Re: Why is src/test/modules/committs/t/002_standby.pl flaky?

From: Andres Freund <andres(at)anarazel(dot)de>
To: Tom Lane <tgl(at)sss(dot)pgh(dot)pa(dot)us>
Cc: Alexander Lakhin <exclusion(at)gmail(dot)com>, Thomas Munro <thomas(dot)munro(at)gmail(dot)com>, Andrew Dunstan <andrew(at)dunslane(dot)net>, pgsql-hackers <pgsql-hackers(at)postgresql(dot)org>
Subject: Re: Why is src/test/modules/committs/t/002_standby.pl flaky?
Date: 2022-02-13 01:53:10
Message-ID: 20220213015310.rjipagnmt2x7mmqs@alap3.anarazel.de
Views: Raw Message | Whole Thread | Download mbox | Resend email
Thread:
Lists: pgsql-hackers

Hi,

On 2022-02-12 11:47:20 -0500, Tom Lane wrote:
> Alexander Lakhin <exclusion(at)gmail(dot)com> writes:
> > 11.02.2022 05:22, Andres Freund wrote:
> >> Over in another thread I made some wild unsubstantiated guesses that the
> >> windows issues could have been made much more likely by a somewhat odd bit of
> >> code in PQisBusy():
> >> https://postgr.es/m/1959196.1644544971%40sss.pgh.pa.us
> >> Alexander, any chance you'd try if that changes the likelihood of the problem
> >> occurring, without any other fixes / reverts applied?
>
> > Unfortunately I haven't seen an improvement for the test in question.

Thanks for testing!

> Yeah, that's what I expected, sadly. While I think this PQisBusy behavior
> is definitely a bug, it will not lead to an infinite loop, just to write
> failures being reported in a less convenient fashion than intended.

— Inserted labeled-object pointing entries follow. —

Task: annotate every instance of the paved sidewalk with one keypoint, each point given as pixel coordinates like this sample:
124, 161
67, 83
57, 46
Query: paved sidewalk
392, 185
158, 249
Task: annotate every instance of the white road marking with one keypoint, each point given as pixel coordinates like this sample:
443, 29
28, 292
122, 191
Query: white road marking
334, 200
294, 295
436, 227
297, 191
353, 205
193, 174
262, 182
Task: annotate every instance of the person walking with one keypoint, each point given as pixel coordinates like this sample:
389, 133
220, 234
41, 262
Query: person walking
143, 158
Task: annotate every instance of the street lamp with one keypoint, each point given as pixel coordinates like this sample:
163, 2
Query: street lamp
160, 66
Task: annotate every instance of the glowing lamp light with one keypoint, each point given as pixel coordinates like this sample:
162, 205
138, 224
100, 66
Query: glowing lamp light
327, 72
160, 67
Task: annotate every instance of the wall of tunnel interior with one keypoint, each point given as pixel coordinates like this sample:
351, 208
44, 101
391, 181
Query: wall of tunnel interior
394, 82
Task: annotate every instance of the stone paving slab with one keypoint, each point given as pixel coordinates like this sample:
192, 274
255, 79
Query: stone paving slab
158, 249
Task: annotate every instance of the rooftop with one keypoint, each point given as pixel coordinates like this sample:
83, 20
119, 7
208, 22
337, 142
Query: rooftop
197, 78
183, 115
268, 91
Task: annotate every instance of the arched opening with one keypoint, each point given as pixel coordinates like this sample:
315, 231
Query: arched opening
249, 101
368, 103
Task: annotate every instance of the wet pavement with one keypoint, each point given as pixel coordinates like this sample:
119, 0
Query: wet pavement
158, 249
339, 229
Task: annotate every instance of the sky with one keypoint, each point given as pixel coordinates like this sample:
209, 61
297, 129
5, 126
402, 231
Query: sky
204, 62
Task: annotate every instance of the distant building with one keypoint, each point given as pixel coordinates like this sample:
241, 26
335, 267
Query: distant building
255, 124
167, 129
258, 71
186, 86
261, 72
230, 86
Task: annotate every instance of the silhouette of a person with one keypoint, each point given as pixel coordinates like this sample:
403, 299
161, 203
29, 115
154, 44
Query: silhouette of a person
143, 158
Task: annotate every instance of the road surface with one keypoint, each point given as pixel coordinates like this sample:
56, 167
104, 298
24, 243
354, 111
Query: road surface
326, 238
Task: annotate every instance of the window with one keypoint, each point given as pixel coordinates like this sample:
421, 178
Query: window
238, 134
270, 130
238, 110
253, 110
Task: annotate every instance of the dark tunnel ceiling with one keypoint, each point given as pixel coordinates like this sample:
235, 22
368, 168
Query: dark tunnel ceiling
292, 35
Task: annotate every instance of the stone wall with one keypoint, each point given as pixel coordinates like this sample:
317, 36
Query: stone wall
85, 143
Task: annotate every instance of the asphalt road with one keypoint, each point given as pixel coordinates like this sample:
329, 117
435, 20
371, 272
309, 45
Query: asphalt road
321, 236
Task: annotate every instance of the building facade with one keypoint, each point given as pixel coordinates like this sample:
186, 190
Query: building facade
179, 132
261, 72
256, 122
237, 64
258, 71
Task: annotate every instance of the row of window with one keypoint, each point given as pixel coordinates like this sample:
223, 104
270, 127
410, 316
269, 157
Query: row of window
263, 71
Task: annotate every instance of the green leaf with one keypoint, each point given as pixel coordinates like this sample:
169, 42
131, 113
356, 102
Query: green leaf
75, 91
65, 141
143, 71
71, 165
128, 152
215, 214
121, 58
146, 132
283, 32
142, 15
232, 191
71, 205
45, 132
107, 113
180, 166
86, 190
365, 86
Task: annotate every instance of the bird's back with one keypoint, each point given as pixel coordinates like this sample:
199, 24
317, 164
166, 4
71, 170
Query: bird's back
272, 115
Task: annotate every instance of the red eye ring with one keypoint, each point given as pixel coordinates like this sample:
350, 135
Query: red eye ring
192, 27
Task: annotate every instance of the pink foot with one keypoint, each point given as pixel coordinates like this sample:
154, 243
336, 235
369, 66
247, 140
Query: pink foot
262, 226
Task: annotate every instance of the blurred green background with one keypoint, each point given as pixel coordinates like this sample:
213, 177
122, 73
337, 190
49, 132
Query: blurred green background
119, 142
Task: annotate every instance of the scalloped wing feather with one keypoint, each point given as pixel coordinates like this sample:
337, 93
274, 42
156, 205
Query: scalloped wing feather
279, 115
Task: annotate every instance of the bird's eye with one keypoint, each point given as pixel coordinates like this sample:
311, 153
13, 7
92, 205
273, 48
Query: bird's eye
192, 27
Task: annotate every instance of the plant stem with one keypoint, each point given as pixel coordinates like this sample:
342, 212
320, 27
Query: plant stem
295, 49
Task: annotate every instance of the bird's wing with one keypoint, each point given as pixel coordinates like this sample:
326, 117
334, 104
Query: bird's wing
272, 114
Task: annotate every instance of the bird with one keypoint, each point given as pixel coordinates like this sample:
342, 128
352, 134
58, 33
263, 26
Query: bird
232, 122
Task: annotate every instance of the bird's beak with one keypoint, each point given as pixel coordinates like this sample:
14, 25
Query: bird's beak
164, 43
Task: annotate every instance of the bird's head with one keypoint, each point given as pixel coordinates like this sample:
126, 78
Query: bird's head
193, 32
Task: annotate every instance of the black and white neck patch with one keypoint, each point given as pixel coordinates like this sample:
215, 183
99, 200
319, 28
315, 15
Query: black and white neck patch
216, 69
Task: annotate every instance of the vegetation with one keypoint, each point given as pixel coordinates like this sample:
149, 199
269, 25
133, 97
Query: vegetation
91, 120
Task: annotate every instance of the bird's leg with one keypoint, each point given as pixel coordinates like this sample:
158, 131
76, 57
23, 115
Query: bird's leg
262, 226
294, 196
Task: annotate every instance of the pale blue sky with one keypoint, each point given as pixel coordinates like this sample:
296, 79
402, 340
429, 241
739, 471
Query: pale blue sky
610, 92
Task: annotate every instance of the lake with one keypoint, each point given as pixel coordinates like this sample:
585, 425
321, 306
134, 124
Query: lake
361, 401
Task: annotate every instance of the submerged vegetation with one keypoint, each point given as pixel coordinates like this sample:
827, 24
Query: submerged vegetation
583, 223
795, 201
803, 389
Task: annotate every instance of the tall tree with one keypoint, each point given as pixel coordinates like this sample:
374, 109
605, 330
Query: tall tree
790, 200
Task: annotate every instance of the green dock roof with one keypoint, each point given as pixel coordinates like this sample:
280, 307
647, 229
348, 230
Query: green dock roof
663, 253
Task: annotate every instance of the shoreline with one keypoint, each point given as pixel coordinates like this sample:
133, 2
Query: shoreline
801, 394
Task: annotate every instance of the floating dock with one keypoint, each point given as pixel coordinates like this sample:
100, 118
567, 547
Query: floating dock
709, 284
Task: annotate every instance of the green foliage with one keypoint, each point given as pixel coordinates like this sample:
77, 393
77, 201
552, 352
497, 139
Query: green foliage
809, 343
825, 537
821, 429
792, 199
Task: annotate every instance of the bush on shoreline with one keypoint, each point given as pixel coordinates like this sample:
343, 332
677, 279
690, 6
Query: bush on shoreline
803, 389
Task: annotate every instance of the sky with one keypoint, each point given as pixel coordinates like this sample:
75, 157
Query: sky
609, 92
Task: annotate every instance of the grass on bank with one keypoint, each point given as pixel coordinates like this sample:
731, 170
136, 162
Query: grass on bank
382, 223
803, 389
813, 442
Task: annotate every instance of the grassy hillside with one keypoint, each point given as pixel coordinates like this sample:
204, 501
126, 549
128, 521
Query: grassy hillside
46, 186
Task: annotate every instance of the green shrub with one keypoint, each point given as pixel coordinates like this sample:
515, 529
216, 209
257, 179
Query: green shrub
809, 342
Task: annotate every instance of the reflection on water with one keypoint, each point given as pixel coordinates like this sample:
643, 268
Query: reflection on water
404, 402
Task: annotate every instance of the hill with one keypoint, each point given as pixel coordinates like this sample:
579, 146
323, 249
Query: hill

FWIW, I didn't think it'd end up looping indefinitely, but that there's a
chance it could end up waiting indefinitely. The WaitLatchOrSocket() doesn't
have a timeout, and if I understand the windows FD_CLOSE stuff correctly,
you're not guaranteed to get an event if you do WaitForMultipleObjects if
FD_CLOSE was already consumed and if there isn't any data to read.

ISTM that it's not a great idea for libpqrcv_receive() to do blocking IO at
all. The caller expects it to not block...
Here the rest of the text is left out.